Le Conseil des Etats a rejeté l’initiative sur le congé paternité par 29 voix contre 14 et une abstention. Elle a été soutenue par les membres du PS et un membre des Verts et du PLR. Le contre-projet a été accepté par 26 voix contre 16 avec le soutien du PDC. L’objet va maintenant à la Commission de la science, de l’éducation et de la culture du Conseil national (CSEC-N). Elle va en débattre encore en juin pour pouvoir traiter du contre-projet lors de la session d’automne et de l’initiative lors de la session d’hiver. Les initiants vont aussi s’engager au Conseil national pour quatre semaines car il faut un congé de paternité de quatre semaines au moins pour que les avantages pour la relation père-enfant et l’égalité puissent bien se déployer. L’initiative n’est pas absolument indispensable dans la mesure où le contre-projet indirect pourrait aussi être étendu à quatre semaines. On connaîtra les résultats des délibérations du Parlement à la fin de l’année.
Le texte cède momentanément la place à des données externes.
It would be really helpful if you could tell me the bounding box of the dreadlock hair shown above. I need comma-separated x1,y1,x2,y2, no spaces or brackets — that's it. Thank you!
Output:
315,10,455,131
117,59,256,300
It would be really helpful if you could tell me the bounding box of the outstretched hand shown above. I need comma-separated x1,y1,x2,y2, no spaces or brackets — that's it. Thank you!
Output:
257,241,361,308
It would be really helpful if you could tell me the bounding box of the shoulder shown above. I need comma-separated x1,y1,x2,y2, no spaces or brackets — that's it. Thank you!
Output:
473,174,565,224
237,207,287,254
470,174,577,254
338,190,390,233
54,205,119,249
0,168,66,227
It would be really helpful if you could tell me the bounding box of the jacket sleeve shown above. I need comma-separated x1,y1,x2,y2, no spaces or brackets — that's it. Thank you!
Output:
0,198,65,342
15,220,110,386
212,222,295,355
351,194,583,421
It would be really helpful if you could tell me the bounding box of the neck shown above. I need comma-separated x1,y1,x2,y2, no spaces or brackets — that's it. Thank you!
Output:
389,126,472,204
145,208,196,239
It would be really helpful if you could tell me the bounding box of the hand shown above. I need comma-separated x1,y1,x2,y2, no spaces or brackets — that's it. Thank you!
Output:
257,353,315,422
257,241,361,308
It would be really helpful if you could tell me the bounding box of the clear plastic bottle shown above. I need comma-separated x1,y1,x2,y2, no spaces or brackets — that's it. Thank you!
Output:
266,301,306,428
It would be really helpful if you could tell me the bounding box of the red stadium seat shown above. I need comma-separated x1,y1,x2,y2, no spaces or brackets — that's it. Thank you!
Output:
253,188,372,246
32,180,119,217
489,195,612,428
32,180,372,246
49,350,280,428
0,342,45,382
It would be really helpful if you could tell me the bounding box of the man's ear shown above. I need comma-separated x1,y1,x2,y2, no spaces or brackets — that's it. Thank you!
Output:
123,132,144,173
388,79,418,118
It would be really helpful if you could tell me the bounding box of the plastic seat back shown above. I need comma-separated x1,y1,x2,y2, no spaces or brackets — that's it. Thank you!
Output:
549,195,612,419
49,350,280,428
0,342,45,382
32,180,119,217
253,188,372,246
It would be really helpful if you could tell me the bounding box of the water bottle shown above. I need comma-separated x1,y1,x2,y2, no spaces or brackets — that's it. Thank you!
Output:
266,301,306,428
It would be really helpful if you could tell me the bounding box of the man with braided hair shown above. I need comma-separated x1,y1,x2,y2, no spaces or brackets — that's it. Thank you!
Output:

En l’état des choses, l’initiative ne sera pas retirée et la votation aurait lieu en mai ou en septembre 2020. Mais c’est le Comité d’initiative qui aura le dernier mot. Il est cependant d’ores et déjà clair que le congé paternité n’est que le premier pas qu’il faut faire maintenant. Le deuxième doit être un congé parental d’au moins 24 semaines. Travail.Suisse a émis cette revendication depuis plusieurs années. Dans environ deux ans, tous les pays de l’UE devront avoir introduit, outre le congé maternité, un congé paternité d’au moins deux semaines et un congé parental d’au moins 8 semaines à la fois pour le père et la mère. Un long chemin attend encore la Suisse. Travail.Suisse continuera à s’engager pour le développement progressif d’une politique familiale moderne et globale – pour l’égalité, pour les familles et pour les travailleurs et travailleuses.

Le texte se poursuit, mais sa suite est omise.